Johnny let them have a full minute of this by his watch-the kid deserved that much just for opening the goddamn door when he knew there was a wild dog on the other side waiting for him to do it-and then spoke the kid’s name. David didn’t look around, so he said it a second time, louder. The boy did look around then. His eyes were red-rimmed and streaming.

“Listen, kiddo, I know you’ve been through a lot,” Johnny said, “and if we get out of this thing alive, I’ll be the first one to write you a commendation for the Silver Star. But right now we have to get gone.

Entragian could be on his way back. If he was close by, he probably heard the gunshots. If you’ve got a key, now’s the time to try it out.”

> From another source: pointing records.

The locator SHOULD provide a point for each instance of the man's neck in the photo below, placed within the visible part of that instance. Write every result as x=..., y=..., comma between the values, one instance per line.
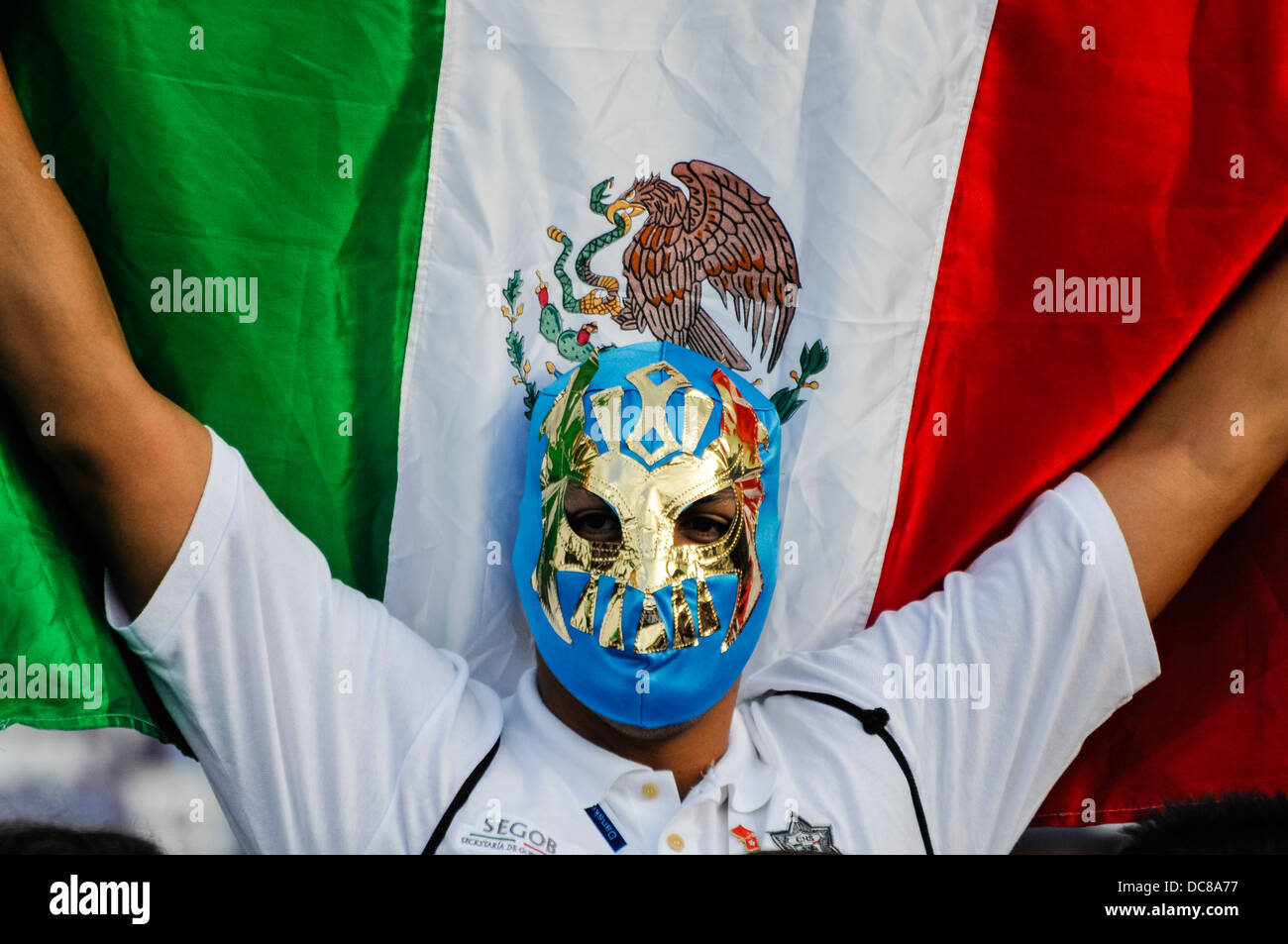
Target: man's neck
x=687, y=754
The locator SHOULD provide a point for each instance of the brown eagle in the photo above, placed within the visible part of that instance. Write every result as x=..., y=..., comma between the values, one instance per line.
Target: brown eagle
x=724, y=232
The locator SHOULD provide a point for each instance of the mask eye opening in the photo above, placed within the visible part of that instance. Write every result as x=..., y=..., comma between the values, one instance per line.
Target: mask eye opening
x=708, y=519
x=591, y=517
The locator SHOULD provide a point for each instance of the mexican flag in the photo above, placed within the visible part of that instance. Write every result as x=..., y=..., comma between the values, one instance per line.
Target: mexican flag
x=954, y=243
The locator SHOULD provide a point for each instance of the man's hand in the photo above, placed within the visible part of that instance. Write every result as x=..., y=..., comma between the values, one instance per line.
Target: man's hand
x=1185, y=468
x=133, y=462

David pulled a thick ring of keys out of his pocket and found the one which looked like the one Entragian had used. He put it in the lock of his father’s cell. Nothing happened.

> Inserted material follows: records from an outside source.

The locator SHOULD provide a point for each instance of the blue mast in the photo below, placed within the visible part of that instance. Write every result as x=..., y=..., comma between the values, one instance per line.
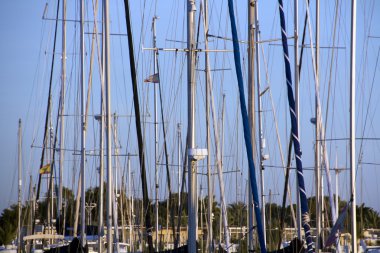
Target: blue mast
x=247, y=132
x=296, y=143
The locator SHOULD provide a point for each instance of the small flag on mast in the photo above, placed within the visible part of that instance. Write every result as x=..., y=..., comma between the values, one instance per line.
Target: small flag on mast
x=153, y=79
x=45, y=169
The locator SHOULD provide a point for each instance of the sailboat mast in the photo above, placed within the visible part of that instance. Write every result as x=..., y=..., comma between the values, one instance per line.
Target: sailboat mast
x=19, y=188
x=155, y=131
x=297, y=98
x=83, y=128
x=107, y=79
x=101, y=145
x=251, y=107
x=261, y=137
x=317, y=138
x=209, y=176
x=352, y=126
x=192, y=176
x=62, y=127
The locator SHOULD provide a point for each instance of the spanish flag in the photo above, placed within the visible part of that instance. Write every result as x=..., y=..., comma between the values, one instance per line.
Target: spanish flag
x=152, y=79
x=45, y=169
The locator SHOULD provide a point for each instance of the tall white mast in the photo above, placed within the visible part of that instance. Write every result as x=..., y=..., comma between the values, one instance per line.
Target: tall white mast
x=317, y=139
x=297, y=98
x=19, y=250
x=209, y=176
x=62, y=128
x=179, y=165
x=352, y=126
x=155, y=131
x=251, y=106
x=192, y=173
x=101, y=145
x=107, y=79
x=261, y=137
x=83, y=126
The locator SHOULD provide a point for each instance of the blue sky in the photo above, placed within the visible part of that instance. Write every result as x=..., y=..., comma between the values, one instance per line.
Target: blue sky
x=24, y=67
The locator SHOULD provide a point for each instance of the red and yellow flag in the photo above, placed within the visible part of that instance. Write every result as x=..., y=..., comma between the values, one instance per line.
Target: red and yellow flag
x=45, y=169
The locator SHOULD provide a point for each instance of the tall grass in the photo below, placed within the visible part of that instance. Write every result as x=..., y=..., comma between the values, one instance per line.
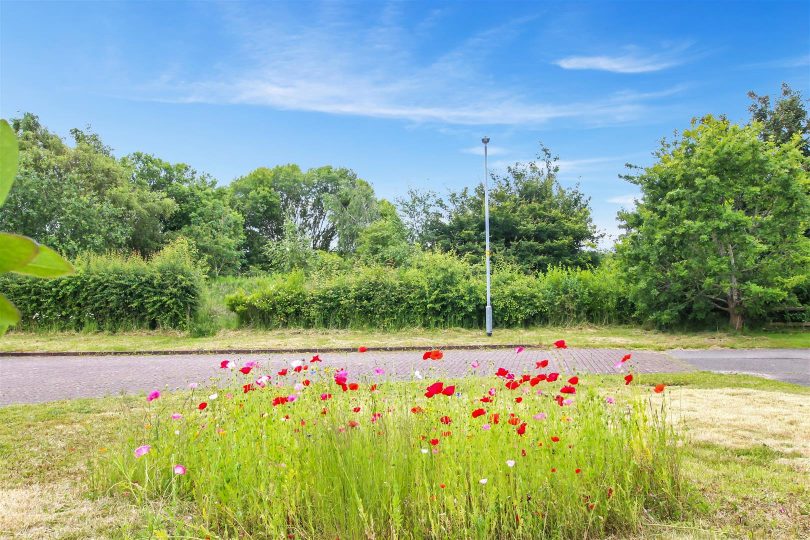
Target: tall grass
x=318, y=468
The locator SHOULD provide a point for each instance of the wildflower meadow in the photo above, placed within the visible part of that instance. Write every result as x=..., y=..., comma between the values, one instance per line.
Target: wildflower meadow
x=311, y=452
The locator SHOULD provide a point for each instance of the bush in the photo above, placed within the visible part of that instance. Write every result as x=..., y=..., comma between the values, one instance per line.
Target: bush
x=435, y=291
x=113, y=292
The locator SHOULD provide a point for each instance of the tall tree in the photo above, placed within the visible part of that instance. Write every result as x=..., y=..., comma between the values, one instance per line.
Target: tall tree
x=534, y=221
x=719, y=226
x=783, y=120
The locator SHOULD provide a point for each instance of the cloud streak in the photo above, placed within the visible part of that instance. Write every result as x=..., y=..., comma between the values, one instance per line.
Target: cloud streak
x=634, y=61
x=375, y=70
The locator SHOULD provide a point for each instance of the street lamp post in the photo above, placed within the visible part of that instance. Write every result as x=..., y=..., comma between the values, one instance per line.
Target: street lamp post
x=485, y=140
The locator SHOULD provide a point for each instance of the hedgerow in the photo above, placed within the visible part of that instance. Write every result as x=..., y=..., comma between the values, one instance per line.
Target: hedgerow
x=436, y=291
x=112, y=292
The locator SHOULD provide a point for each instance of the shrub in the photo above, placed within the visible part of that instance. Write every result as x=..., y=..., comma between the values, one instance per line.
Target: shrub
x=435, y=291
x=113, y=292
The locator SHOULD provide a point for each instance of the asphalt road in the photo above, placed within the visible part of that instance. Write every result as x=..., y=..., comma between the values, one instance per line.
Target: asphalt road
x=789, y=365
x=34, y=379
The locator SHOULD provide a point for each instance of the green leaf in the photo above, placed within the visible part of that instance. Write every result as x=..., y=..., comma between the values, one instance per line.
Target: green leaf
x=9, y=156
x=16, y=251
x=8, y=314
x=47, y=263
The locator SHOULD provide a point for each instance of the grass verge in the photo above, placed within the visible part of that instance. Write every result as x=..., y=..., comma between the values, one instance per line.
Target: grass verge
x=753, y=481
x=626, y=337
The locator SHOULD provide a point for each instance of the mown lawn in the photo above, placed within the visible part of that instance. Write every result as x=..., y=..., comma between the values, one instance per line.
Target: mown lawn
x=626, y=337
x=747, y=454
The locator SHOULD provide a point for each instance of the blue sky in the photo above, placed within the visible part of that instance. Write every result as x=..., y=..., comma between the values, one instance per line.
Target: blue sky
x=401, y=92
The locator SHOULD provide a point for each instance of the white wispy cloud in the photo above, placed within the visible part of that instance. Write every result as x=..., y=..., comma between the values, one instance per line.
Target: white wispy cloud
x=633, y=61
x=331, y=64
x=625, y=200
x=491, y=150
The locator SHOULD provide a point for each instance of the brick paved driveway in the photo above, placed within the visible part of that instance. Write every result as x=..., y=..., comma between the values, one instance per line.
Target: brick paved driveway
x=34, y=379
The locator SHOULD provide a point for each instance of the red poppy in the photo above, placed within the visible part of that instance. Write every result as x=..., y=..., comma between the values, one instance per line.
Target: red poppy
x=536, y=380
x=434, y=389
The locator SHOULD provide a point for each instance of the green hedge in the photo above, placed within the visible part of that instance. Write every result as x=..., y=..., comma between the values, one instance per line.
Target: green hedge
x=437, y=291
x=111, y=293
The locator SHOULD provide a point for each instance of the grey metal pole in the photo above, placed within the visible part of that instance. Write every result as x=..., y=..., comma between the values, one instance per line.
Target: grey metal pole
x=485, y=140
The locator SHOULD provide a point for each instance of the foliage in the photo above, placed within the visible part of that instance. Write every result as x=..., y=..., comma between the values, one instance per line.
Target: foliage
x=91, y=203
x=781, y=122
x=434, y=290
x=534, y=221
x=720, y=226
x=389, y=461
x=114, y=292
x=18, y=253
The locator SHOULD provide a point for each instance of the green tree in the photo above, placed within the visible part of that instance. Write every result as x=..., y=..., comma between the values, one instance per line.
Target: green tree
x=782, y=121
x=90, y=205
x=719, y=226
x=534, y=221
x=18, y=253
x=385, y=241
x=217, y=232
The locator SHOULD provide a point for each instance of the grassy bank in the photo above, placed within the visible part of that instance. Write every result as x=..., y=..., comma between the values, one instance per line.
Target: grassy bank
x=750, y=472
x=627, y=337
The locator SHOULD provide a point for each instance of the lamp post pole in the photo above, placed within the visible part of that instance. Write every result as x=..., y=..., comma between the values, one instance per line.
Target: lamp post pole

Mary cried out in frustration and slammed the heel of her hand against the bars of her own cell.

“Other way,” Johnny said. “Turn it around.”

David turned the key over and slid it into the lock-slot again. This time there was a loud click-almost a thud- and the cell door popped open.

“Yes!” Mary cried. “Oh, yes!”

Ralph stepped out and swept his son into his arms, this time with no bars between them.

And when David kissed the puffy place on the left side of his father’s face, Ralph Carver cried out in pain and laughed at the same time. Johnny thought it one of the most extraordinary sounds he had ever heard in his life, and one you could never convey in a book; the quality of it, like the expression on Ralph Carver’s face as he looked into his son’s face, would always be just out of reach.